The forward shoulder posture occurs when there is a dominance of the downward rotators and anterior tilters of the scapula. This non-optimal alignment strategy is perpetuated during many movement patterns especially when the individual is cued to overly use their scapula retractors during the concentric phase of pulling patterns or not control the eccentric phase of pushing patterns. This over-activity and/or loss of control reinforces non-optimal posture and is perpetuated by the non-optimal movement strategy. Over-dominance of the scapular retractors becomes a problem for many individuals because it disrupts optimal shoulder mechanics especially during initiation of overhead motion and during the eccentric phase of shoulder motions.

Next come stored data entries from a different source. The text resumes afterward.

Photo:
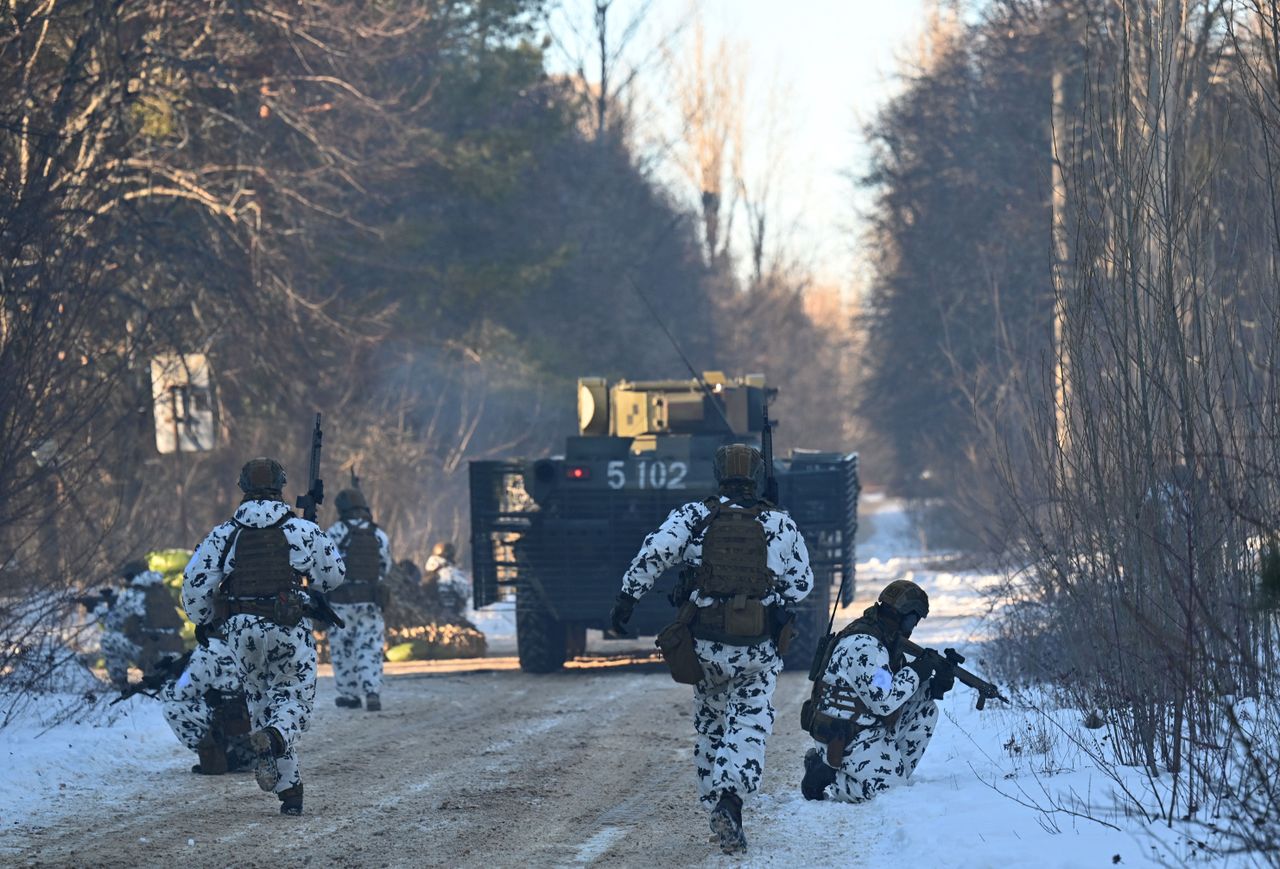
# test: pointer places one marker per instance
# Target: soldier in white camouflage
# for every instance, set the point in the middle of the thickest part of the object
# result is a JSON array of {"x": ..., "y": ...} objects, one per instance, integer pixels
[
  {"x": 356, "y": 649},
  {"x": 876, "y": 710},
  {"x": 746, "y": 563},
  {"x": 206, "y": 708},
  {"x": 247, "y": 575}
]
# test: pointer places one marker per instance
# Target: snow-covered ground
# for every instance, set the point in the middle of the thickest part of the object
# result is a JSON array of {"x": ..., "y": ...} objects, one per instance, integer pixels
[
  {"x": 1001, "y": 787},
  {"x": 996, "y": 789}
]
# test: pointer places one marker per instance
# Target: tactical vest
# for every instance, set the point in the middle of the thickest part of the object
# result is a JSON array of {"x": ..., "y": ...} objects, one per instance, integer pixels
[
  {"x": 362, "y": 557},
  {"x": 735, "y": 554},
  {"x": 735, "y": 572},
  {"x": 263, "y": 581},
  {"x": 844, "y": 698}
]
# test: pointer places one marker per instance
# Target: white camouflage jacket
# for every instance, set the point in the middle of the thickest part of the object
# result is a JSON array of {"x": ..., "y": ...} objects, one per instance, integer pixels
[
  {"x": 673, "y": 542},
  {"x": 860, "y": 662},
  {"x": 339, "y": 530},
  {"x": 310, "y": 553},
  {"x": 132, "y": 600}
]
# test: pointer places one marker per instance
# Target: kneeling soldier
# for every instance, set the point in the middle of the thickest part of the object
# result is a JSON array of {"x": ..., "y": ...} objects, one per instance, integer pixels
[
  {"x": 874, "y": 710},
  {"x": 357, "y": 649},
  {"x": 748, "y": 561},
  {"x": 248, "y": 574}
]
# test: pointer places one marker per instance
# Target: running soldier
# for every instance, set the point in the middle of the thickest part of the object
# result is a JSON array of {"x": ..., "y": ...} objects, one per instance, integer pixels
[
  {"x": 141, "y": 626},
  {"x": 206, "y": 708},
  {"x": 876, "y": 710},
  {"x": 247, "y": 575},
  {"x": 748, "y": 562},
  {"x": 452, "y": 585},
  {"x": 356, "y": 650}
]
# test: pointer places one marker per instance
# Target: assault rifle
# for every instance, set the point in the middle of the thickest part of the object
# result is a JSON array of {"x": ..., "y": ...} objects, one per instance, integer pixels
[
  {"x": 165, "y": 669},
  {"x": 315, "y": 604},
  {"x": 91, "y": 602},
  {"x": 771, "y": 480},
  {"x": 314, "y": 495},
  {"x": 986, "y": 690}
]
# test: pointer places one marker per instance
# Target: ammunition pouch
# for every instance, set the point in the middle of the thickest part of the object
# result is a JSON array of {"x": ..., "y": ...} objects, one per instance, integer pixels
[
  {"x": 676, "y": 643},
  {"x": 782, "y": 627},
  {"x": 739, "y": 621}
]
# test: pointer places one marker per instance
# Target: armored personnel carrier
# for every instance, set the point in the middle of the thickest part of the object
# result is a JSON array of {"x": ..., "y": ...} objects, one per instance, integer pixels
[{"x": 562, "y": 530}]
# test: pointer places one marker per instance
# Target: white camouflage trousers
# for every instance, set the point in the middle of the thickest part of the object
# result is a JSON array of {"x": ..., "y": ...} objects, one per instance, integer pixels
[
  {"x": 356, "y": 650},
  {"x": 186, "y": 708},
  {"x": 118, "y": 653},
  {"x": 878, "y": 758},
  {"x": 277, "y": 669},
  {"x": 734, "y": 716}
]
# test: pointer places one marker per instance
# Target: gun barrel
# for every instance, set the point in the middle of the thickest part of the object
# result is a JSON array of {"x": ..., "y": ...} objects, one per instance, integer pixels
[{"x": 982, "y": 686}]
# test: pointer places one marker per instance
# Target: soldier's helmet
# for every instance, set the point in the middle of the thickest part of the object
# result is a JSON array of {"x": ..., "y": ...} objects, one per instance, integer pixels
[
  {"x": 263, "y": 478},
  {"x": 739, "y": 463},
  {"x": 132, "y": 568},
  {"x": 905, "y": 598},
  {"x": 351, "y": 503}
]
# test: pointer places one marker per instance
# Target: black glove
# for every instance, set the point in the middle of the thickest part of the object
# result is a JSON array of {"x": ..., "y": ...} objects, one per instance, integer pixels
[
  {"x": 926, "y": 663},
  {"x": 621, "y": 612}
]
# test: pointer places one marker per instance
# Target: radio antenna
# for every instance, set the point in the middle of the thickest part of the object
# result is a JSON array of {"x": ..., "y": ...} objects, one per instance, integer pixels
[{"x": 707, "y": 392}]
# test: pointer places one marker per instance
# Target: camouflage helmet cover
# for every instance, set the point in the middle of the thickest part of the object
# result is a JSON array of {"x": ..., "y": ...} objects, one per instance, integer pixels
[
  {"x": 739, "y": 462},
  {"x": 263, "y": 475},
  {"x": 905, "y": 597},
  {"x": 351, "y": 501}
]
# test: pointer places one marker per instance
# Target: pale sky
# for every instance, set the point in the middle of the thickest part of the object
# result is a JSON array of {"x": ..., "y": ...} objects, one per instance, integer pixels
[{"x": 837, "y": 60}]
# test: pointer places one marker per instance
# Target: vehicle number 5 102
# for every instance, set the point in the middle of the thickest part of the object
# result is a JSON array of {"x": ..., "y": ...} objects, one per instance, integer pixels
[{"x": 649, "y": 475}]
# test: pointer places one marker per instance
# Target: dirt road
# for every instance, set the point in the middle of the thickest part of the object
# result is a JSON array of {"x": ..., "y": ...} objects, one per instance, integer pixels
[{"x": 470, "y": 768}]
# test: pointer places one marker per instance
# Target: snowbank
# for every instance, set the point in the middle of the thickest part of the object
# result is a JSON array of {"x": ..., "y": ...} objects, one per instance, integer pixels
[{"x": 51, "y": 772}]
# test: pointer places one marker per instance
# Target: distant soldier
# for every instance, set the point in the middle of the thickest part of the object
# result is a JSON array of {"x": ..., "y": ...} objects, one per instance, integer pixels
[
  {"x": 141, "y": 625},
  {"x": 247, "y": 575},
  {"x": 356, "y": 650},
  {"x": 876, "y": 712},
  {"x": 748, "y": 562},
  {"x": 452, "y": 585},
  {"x": 206, "y": 708}
]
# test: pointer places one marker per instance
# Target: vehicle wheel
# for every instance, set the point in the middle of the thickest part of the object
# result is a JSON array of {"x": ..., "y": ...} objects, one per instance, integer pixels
[
  {"x": 540, "y": 640},
  {"x": 575, "y": 640},
  {"x": 810, "y": 626}
]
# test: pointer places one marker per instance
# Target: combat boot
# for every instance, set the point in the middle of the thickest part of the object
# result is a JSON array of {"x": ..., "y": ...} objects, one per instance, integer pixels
[
  {"x": 291, "y": 800},
  {"x": 727, "y": 823},
  {"x": 817, "y": 776},
  {"x": 268, "y": 745},
  {"x": 213, "y": 757}
]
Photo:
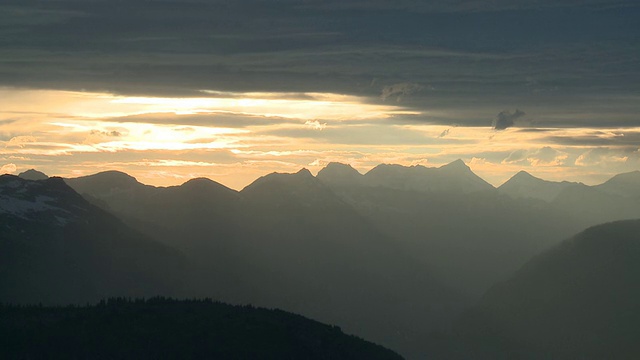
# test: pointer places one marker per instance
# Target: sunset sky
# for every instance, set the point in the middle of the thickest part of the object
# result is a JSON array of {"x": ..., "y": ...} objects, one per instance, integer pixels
[{"x": 168, "y": 90}]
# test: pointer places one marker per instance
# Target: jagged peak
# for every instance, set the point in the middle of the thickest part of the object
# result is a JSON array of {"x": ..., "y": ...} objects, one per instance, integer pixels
[
  {"x": 339, "y": 168},
  {"x": 304, "y": 172},
  {"x": 524, "y": 175},
  {"x": 33, "y": 174},
  {"x": 456, "y": 164},
  {"x": 202, "y": 181}
]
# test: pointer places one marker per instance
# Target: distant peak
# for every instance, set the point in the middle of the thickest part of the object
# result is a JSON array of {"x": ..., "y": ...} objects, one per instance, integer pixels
[
  {"x": 338, "y": 173},
  {"x": 304, "y": 172},
  {"x": 456, "y": 165},
  {"x": 33, "y": 174},
  {"x": 523, "y": 175},
  {"x": 337, "y": 165},
  {"x": 336, "y": 168}
]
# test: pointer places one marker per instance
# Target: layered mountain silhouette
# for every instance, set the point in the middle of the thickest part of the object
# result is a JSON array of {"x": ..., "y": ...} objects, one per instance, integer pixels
[
  {"x": 167, "y": 329},
  {"x": 287, "y": 241},
  {"x": 55, "y": 247},
  {"x": 525, "y": 185},
  {"x": 33, "y": 174},
  {"x": 625, "y": 185},
  {"x": 578, "y": 300},
  {"x": 391, "y": 255},
  {"x": 455, "y": 177}
]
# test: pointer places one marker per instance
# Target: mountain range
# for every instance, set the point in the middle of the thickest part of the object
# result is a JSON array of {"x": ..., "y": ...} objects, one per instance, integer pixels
[
  {"x": 392, "y": 255},
  {"x": 577, "y": 300}
]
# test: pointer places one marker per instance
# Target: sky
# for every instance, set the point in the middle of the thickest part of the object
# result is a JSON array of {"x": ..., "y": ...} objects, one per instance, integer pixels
[{"x": 169, "y": 90}]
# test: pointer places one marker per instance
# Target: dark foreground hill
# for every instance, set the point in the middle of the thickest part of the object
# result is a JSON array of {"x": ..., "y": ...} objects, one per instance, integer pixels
[
  {"x": 57, "y": 248},
  {"x": 579, "y": 300},
  {"x": 169, "y": 329}
]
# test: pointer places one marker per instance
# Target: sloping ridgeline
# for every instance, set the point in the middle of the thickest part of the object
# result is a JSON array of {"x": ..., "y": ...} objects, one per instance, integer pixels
[
  {"x": 168, "y": 329},
  {"x": 579, "y": 300},
  {"x": 56, "y": 248}
]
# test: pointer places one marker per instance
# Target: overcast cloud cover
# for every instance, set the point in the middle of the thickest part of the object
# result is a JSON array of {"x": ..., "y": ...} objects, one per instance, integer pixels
[{"x": 479, "y": 80}]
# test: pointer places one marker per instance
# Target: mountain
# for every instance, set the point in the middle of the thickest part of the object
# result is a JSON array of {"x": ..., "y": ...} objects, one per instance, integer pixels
[
  {"x": 525, "y": 185},
  {"x": 287, "y": 241},
  {"x": 168, "y": 329},
  {"x": 578, "y": 300},
  {"x": 55, "y": 247},
  {"x": 340, "y": 174},
  {"x": 32, "y": 174},
  {"x": 469, "y": 240},
  {"x": 455, "y": 177},
  {"x": 625, "y": 185},
  {"x": 594, "y": 205},
  {"x": 321, "y": 258}
]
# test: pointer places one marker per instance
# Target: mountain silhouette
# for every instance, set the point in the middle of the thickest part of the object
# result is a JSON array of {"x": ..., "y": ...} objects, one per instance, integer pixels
[
  {"x": 578, "y": 300},
  {"x": 625, "y": 185},
  {"x": 288, "y": 241},
  {"x": 33, "y": 174},
  {"x": 454, "y": 177},
  {"x": 525, "y": 185},
  {"x": 371, "y": 253},
  {"x": 161, "y": 328},
  {"x": 340, "y": 174},
  {"x": 56, "y": 247}
]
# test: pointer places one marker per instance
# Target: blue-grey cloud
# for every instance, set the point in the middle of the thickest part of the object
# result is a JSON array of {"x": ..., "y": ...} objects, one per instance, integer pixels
[{"x": 507, "y": 119}]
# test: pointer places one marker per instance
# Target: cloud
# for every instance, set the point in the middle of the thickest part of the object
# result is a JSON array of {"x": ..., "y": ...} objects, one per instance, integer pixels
[
  {"x": 8, "y": 169},
  {"x": 506, "y": 119},
  {"x": 547, "y": 156},
  {"x": 515, "y": 157},
  {"x": 400, "y": 90},
  {"x": 112, "y": 133},
  {"x": 20, "y": 141},
  {"x": 315, "y": 124}
]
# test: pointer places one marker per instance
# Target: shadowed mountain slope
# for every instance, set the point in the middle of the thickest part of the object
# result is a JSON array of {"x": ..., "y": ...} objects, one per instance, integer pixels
[
  {"x": 32, "y": 174},
  {"x": 288, "y": 241},
  {"x": 525, "y": 185},
  {"x": 578, "y": 300},
  {"x": 626, "y": 185},
  {"x": 454, "y": 177},
  {"x": 169, "y": 329},
  {"x": 55, "y": 247}
]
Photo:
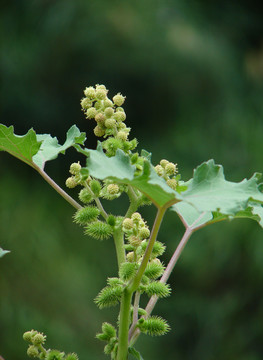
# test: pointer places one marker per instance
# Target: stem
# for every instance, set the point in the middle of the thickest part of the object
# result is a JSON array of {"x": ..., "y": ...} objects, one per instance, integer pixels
[
  {"x": 119, "y": 245},
  {"x": 58, "y": 189},
  {"x": 124, "y": 325},
  {"x": 134, "y": 202},
  {"x": 135, "y": 314},
  {"x": 157, "y": 223}
]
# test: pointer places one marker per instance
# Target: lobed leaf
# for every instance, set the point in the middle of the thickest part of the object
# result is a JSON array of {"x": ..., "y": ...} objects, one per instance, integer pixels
[
  {"x": 35, "y": 150},
  {"x": 119, "y": 169},
  {"x": 211, "y": 198}
]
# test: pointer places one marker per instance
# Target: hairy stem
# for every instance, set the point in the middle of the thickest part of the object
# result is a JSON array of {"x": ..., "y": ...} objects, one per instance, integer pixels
[
  {"x": 124, "y": 325},
  {"x": 58, "y": 189},
  {"x": 119, "y": 246},
  {"x": 133, "y": 202},
  {"x": 156, "y": 226}
]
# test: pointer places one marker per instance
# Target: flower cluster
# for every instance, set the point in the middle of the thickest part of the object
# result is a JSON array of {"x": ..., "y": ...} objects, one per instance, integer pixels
[
  {"x": 37, "y": 350},
  {"x": 168, "y": 171},
  {"x": 109, "y": 116}
]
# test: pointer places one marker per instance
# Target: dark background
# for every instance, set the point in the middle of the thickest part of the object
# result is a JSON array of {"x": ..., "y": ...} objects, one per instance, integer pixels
[{"x": 193, "y": 76}]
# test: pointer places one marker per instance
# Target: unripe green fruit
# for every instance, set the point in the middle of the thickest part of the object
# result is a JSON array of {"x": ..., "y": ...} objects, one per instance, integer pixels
[
  {"x": 122, "y": 135},
  {"x": 159, "y": 169},
  {"x": 172, "y": 183},
  {"x": 75, "y": 168},
  {"x": 118, "y": 99},
  {"x": 170, "y": 169},
  {"x": 119, "y": 116},
  {"x": 108, "y": 103},
  {"x": 71, "y": 182},
  {"x": 127, "y": 224},
  {"x": 163, "y": 163},
  {"x": 95, "y": 187},
  {"x": 91, "y": 113},
  {"x": 32, "y": 351},
  {"x": 108, "y": 111},
  {"x": 85, "y": 196},
  {"x": 38, "y": 339},
  {"x": 144, "y": 233},
  {"x": 98, "y": 131},
  {"x": 86, "y": 214},
  {"x": 101, "y": 94},
  {"x": 90, "y": 92},
  {"x": 110, "y": 123},
  {"x": 113, "y": 189},
  {"x": 85, "y": 103}
]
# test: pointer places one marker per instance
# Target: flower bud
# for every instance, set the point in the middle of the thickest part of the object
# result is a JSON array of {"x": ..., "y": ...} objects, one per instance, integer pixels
[
  {"x": 100, "y": 118},
  {"x": 110, "y": 123},
  {"x": 135, "y": 240},
  {"x": 101, "y": 94},
  {"x": 95, "y": 187},
  {"x": 91, "y": 113},
  {"x": 90, "y": 92},
  {"x": 108, "y": 111},
  {"x": 27, "y": 336},
  {"x": 130, "y": 256},
  {"x": 144, "y": 233},
  {"x": 159, "y": 169},
  {"x": 108, "y": 103},
  {"x": 85, "y": 196},
  {"x": 164, "y": 162},
  {"x": 85, "y": 103},
  {"x": 127, "y": 224},
  {"x": 119, "y": 116},
  {"x": 32, "y": 351},
  {"x": 136, "y": 217},
  {"x": 98, "y": 131},
  {"x": 75, "y": 168},
  {"x": 113, "y": 189},
  {"x": 38, "y": 339},
  {"x": 71, "y": 182},
  {"x": 118, "y": 99},
  {"x": 170, "y": 169}
]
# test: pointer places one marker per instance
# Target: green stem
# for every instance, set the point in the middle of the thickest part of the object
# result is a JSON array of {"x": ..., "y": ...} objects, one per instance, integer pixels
[
  {"x": 119, "y": 245},
  {"x": 124, "y": 325},
  {"x": 58, "y": 189},
  {"x": 156, "y": 226}
]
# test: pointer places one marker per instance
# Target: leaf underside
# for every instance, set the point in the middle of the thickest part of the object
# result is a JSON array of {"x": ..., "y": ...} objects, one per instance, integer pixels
[
  {"x": 209, "y": 196},
  {"x": 35, "y": 150}
]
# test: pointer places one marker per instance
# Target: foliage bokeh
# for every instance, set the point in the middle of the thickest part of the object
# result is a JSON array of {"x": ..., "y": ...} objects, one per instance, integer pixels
[{"x": 193, "y": 76}]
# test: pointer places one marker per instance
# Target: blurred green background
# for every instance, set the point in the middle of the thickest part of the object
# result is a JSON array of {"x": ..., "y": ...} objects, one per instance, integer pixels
[{"x": 193, "y": 76}]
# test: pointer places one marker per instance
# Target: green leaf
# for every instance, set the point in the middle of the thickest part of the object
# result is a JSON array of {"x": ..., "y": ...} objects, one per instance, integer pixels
[
  {"x": 35, "y": 150},
  {"x": 135, "y": 354},
  {"x": 3, "y": 252},
  {"x": 50, "y": 147},
  {"x": 23, "y": 147},
  {"x": 119, "y": 169},
  {"x": 211, "y": 198}
]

The principles of the Integrative Movement System—alignment, breathing and control—provide a framework for restoring optimal alignment and control of the thoracopelvic cylinder and the scapula in relationship to the thorax. The individual must align their thoracopelvic cylinder and control their scapula relative to their thorax during all patterns. Only when the individual demonstrates optimal alignment and control of the thorax and shoulder complex, should they be encouraged to perform full protraction and retraction of the shoulder complex during their pushing or pulling patterns.
When you help your patient or client develop and reinforce optimal alignment and control through their functional movement patterns, you are providing them with a strategy for successfully achieving their health and fitness goals while decreasing the likelihood for developing and/or perpetuating their habitual compensations.
That’s how you become the solution that your clients need, want and will seek out.
Osar, E. 2016. The Integrative Movement Specialist Certification. Module III: Shoulder and Upper Extremity. Chicago Integrative Movement Specialists – course handouts. Chicago, IL.
Osar, E. 2012. Correction Exercise Solutions for Common Hip and Shoulder Dysfunction. Lotus Publishing; Chinchester, UK.
Sahrmann, S. 2002. Diagnosis and Treatment of Movement Impairment Syndromes. Mosby; St. Louis, MO.